アルチンボルドが野菜で描いた皇帝
神聖ローマ帝国皇帝 ルドルフ2世の驚異の世界展
2017/11/03(金) 〜 2017/12/24(日)
09:30 〜 17:30
福岡市博物館
大迫章代 2017/11/30 |
現在、福岡市博物館で開催中の「神聖ローマ帝国皇帝 ルドルフ2世の驚異の世界展」。この中で特別展示されているのが、ジュゼッペ・アルチンボルドの代表的絵画「四季」シリーズを立体彫刻として再現したフィリップ・ハース氏の作品だ。
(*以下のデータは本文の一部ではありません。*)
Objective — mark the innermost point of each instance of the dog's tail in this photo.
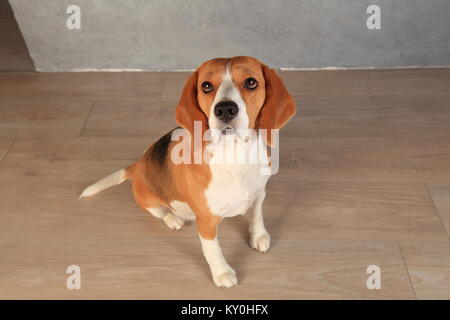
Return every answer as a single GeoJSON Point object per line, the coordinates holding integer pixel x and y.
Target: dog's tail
{"type": "Point", "coordinates": [113, 179]}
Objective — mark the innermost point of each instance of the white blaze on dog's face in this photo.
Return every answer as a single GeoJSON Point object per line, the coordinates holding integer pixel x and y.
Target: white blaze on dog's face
{"type": "Point", "coordinates": [231, 92]}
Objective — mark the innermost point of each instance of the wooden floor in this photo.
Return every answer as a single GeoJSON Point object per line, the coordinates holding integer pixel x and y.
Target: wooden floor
{"type": "Point", "coordinates": [364, 180]}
ハース氏はアメリカの現代美術作家。ドキュメンタリーの映像作家としてキャリアをスタートさせ、『エンジェル&インセクト/背徳の館』(1995/劇場未公開)や、サマセット・モームの『Up at the Villa』を映画化した『 真夜中の銃声』(ショーン・ペン、クリスティン・スコット・トーマス主演)などの劇映画も手掛けている。
彼が、2010年頃から始めたのが、アルチンボルドの2Dで描かれた絵画を3Dで再現するという試み、「アルチンボルド・プロジェクト」。展覧会初日に会場を訪れたハース氏に今回の展示作品やアルチンボルドの魅力について聞いた。
「僕は自分の創作活動を、
「最初に作ったのが、この四季シリーズの《冬》。これは、大型の彫刻作品を作るための模型として作ったものだ。これをもとに5メートルほどの彫刻を制作し、ワシントンD.C.のナショナル・アート・ギャラリーほかアメリカ、ヨーロッパ12か所で野外展示した」と、スマホを取り出し展示された各地での画像を見せてくれた。
こちらが模型で、下が野外展示された大型の彫刻。展示場所それぞれの風景にすっかり溶け込んでいるのがおもしろい。
その後、四季シリーズをすべて立体化し、作品は2012年からイギリスを皮切りに、美術館の庭や植物園などで巡回展示された。
その時の風景や制作過程が分かる映像がこちら。
この映像の中でハース氏が語るように、様々な小さなパーツが組み合わされ創り上げられた彫刻は、立つ位置、観る角度、また時間、季節、周囲の風景によってさまざまに表情を変える。それ自体が生きているかのように刻一刻と変化して、二度と同じようには見えないから不思議だ。
隣の作品は《コロッサス:巨像(模型)》という作品。
「こちらはアルチンボルドの版画作品を立体化したもの。これはさらに巨大な25m大のものを作ろうと構想しているのだけど、なかなか資金が集まらなくてね(笑)。完成したらこんな感じになるんだよ。おもしろいだろ?」
すごい、すごいと写真を観て興奮していたら、会場にはない作品まで見せてくれた。
「これは、アルチンボルドの《水》という作品を粘土で立体化したもの。水中に住むいろんな魚介類が組み合わさってできている。《水》という名前にちなんで、噴水にしたいと思っている。そうそう、福岡でこれを作るのにぴったりの場所を見つけたんだよ。ルドルフ展の会場、福岡市博物館。あの池にこの噴水を作りたいね。そういえば福岡に滞在中、長浜鮮魚市場に行ったんだよ。福岡は海が近くて、おいしい魚もいっぱいだろ。海にも豊かな自然にも恵まれている福岡は、この作品を展示するのにぴったりの街。まさに“シティ・オブ・アルチンボルド”だ!」
では、アルチンボルドのような芸術家をこよなく愛した神聖ローマ帝国皇帝ルドルフ2世については、どんな印象を持っているのだろう。“政治に関心の薄い変わり者”と言われている面もあるが。
「僕は、彼のことを芸術や文化を通して世界平和を目指した偉大な皇帝だと思っているよ。多様性を認め、いろんな文化や芸術を育てた。今のアメリカ大統領ドナルド・トランプとは大違いだ。世の中には、ルドルフ2世のような指導者がもっと必要。“More ルドルフ、Less トランプだ”。」
最後に、福岡が日本巡回展のスタートとなる「神聖ローマ帝国 皇帝ルドルフ2世の驚異の世界展」。ハース氏から見たルドルフ展の感想は?
「実に美しくて、ドラマティック。まるで映画のようなストーリーがある展覧会だ。しかも映画より安いうえに、いつまでも見ていられる。見に来て絶対に損はしないよ。」
ハース氏とコラボした特別展示スペースは、撮影もOK。ぜひ、アルチンボルドの名画とともに、じっくり鑑賞いただきたい。